Harvesting Rioxx: optimising repositories for content aggregation
A previous blog post over the summer of 2022) reported that a v3.0 Release Candidate of Rioxx had been published. Publication of this candidate has stimulated additional feedback from the community and the Rioxx Governance Group (RGG) is therefore working hard to address this feedback, ahead of finalizing the publication of Rioxx v3.0.
In the meantime, members of the RGG recently presented at The 3rd Workshop on Open Citations and Open Scholarly Metadata 2022 (WOOC2022) about Rioxx: Enhancing discovery and enriching the scholarly graph with the Research Outputs Metadata Schema (Rioxx). This contribution highlighted recent Rioxx developments and how it had the potential to contribute to the burgeoning scholarly graph; but it also highlighted the importance of Rioxx as a facilitator of aggregation. That is, how Rioxx can better support the operations of content harvesters which are seeking to aggregate repository content.

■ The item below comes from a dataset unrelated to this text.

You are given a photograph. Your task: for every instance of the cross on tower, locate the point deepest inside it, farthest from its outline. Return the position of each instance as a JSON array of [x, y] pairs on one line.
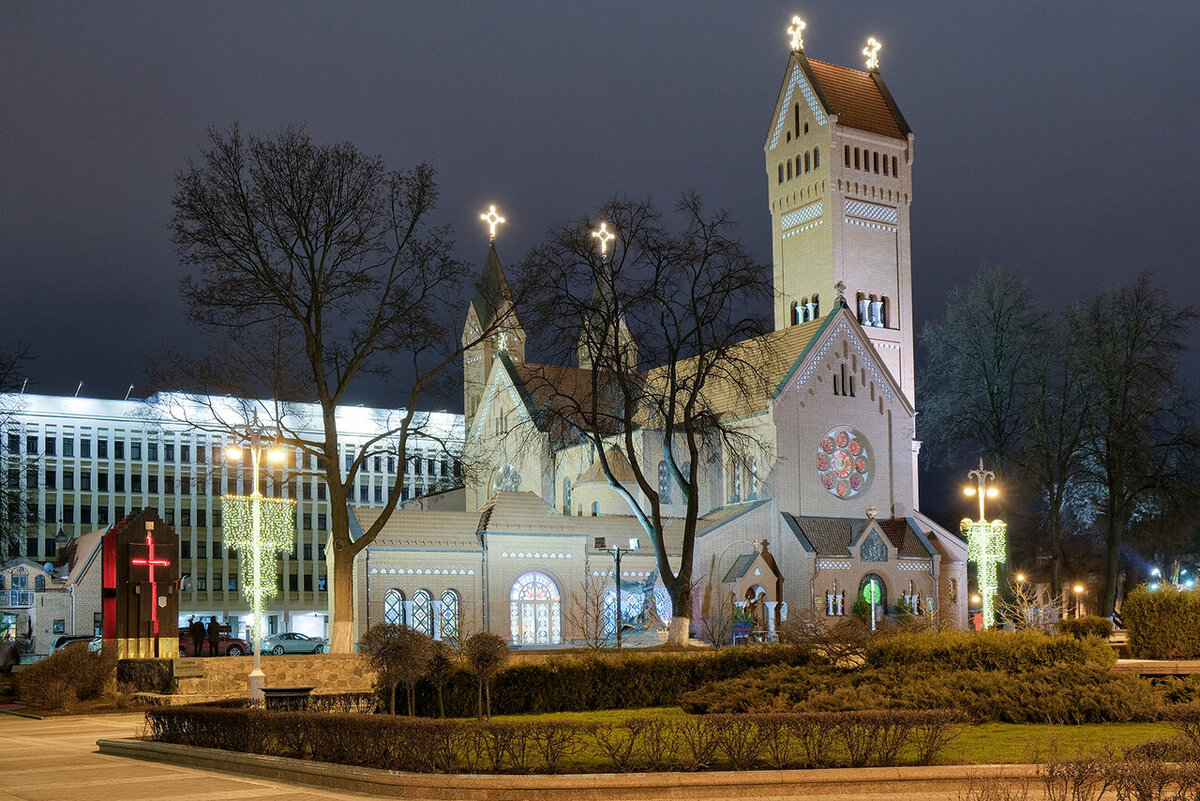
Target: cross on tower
[[605, 236], [492, 221], [796, 31], [151, 562]]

Aggregation services harvest content from thousands of repositories across the world, improving its discovery and enhancing its potential re-use. They also generate a rich data platform for delivering advanced text and data mining (TDM) features, capable of unlocking new knowledge and scientific discoveries. The CORE API, OpenAIRE Discover portfolio and BASE represent obvious examples. But the growth of aggregated data also enables innovation and tangible benefits of the 'network effect', such as the CORE Recommender and CORE Discovery.
Improving the efficacy of aggregation is therefore important. We have previously reported on how Rioxx supports aggregation efficacy by expressing repository metadata in a more harvester friendly way. The RGG mission continues to focus on this, and the summer 2022 release candidate is a contribution to making Rioxx even better for aggregators. Because aggregation is a key component of the scholarly repository concept: that thousands of open repositories can operate an indenpdent, distributed service model but simultaneously contribute to the scholarly commons.
The value of aggregators, which provide data tools for TDM and the creation of new services, is already upon us. And that value is being created every minute; with every object harvested from a repository, the value of the wider aggregation grows. However, with even better metadata about what repositories contain, we can improve the efficacy of harvesting and ergo the value of the aggregation. We can improve the computational load endured by many aggregators by having better metadata -- a very relevant concern when we are all revisiting the energy footprint of our system infrastructures. But we can also enrich the quality of that data to make the wider aggregation even more useful. Think of the way this enrichment could benefit the 'data platform' ethos offered by the likes of CORE -- and then consider the impact this could have on the creation of new knowledge or data-based innovations.
Finalising Rioxx v3.0 has taken longer than expected. But its eventual introduction will be to add value to the quality of scholarly commons and the essential data platforms that underpin it.